Information et liberté ?

Pas d'information de qualité sans des journalistes libres et sereins. Avec de préférence un peu d'esprit critique et/ou de liberté de pensée.

Dans le cadre de la mission civilisatrice du territoire.... probablement. Voici que s'élève depuis quelques semaines une levée de réactions indignées après un éditorial douteux à connotation raciale, publié après d'autres points de vue plus que discutables émis par le " directeur de l'information "du quotidien breton Le Télégramme.

Pas d'information de qualité sans des journalistes libres et sereins. Avec de préférence le soutien à la liberté d'informer d' une Société de journalistes-rédacteurs animée par un peu d'esprit critique et/ou de liberté de pensée. C'est la moindre des choses en démocratie.

Il y a longtemps déjà que les pendules auraient dû être remises à l'heure par la direction et la rédaction pour éviter des dérives préjudiciables à la liberté et mettre un terme à la rigidification orientée de l'information. Comme cela est arrivé plusieurs fois dans l'histoire du Télégramme (Plogoff, l'arrivée de la Gauche en 1981 notamment). Et avec un résultat profitable pour la liberté de l'information comme pour celle du travail des journalistes. . . Car, en attendant ce Monsieur ( HC ), inévitable, pesant, prescripteur sans légitimité démocratique, fait depuis longtemps beaucoup de tort à la rédaction, aux journalistes et probablement au journal lui-même. Par sa façon souvent indécente et expéditive d'aller à la soupe du moment. Toujours à la louche.

Dommage pour un quotidien méritant et pour son personnel compétent et pour l'essentiel soucieux de vigilance. D'autant que le contenu et la présentation du Télégramme connaissent actuellement une amélioration. Elle est notamment due à une meilleure ouverture quant aux différences de perception et d'analyse de l'actualité dans une société en crise. On ne peut que s'en féliciter. Car cette évolution positive succède à un sérieux et consternant passage à vide, gros coup de mou rédactionnel qui semblait se nourrir de dogmatisme.

Il s'était manifesté particulièrement au cours des six mois précédant le confinement. Il se caractérisait par un esprit de fermeture, par le rétrécissement du champ d'approche des informations, par des préjugés à connotation discutable sur certains sujets. Pour ne pas insister outre mesure sur des approches biaisées, orientées, partisanes, dans un certain nombre de domaines sensibles... comme l'agro-alimentaire, le main-stream libéral économique et le poids bancaire dominant, complice, intouchable aux yeux de certains...

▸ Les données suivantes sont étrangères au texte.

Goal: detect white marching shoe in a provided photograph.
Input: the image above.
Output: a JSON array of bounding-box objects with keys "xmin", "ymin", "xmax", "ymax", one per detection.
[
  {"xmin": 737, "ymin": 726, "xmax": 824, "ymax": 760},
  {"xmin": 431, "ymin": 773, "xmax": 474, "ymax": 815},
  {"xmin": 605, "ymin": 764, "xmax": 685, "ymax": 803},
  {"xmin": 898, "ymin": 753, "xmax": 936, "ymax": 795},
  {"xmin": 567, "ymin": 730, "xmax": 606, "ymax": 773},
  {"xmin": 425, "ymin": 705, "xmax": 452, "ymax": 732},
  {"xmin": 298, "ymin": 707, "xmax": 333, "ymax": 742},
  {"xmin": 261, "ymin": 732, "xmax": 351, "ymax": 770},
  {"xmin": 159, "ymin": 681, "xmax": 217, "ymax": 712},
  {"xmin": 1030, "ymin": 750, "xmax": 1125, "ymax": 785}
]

Tout cela inclinait vers une mauvaise pente intellectuelle et une éventuelle désaffection grandissante d'un lectorat divers mais géographiquement pourtant assez captif... La pandémie a peut-être contribué à (re) mettre un peu de modestie dans la décision et les certitudes de certains. Donc de remettre les pendules à une heure plus juste. Pourvu que cela doooouuuure... la remise à l'heure sur le tapis glissant du temps.

Mais, Achtung ! Villiers et Zeimour montent la garde et recrutent à l'évidence notamment du côté de l'indigénisme ségrégatif. C'est cela sûrement une mission civilisatrice vantée par certains à droite voire l'extrême et que rallie l'éditorialiste en chef et co-propriétaire d'un journal qui avait réussi jusqu'ici à sauver une forme de mesure et de rigueur, en général.

Tristesse, grande tristesse. Pour ce journal méritant à quelques égards et indiscutablement indispensable en Bretagne. Et encouragement pour le travail de la plupart de ses salariés... embarqués malgré eux dans ce néfaste courant discriminatoire. Pas plus que de nombreux lecteurs ils n'ont  apprécié la couleur désastreuse prise le 13 juin dernier sous la signature d'Hubert Coudurier, le directeur de l'information du Télégramme. Il serait évidemment salutaire qu'une telle position à connotation si douteuse soit fermement récusée par la direction et la rédaction du journal.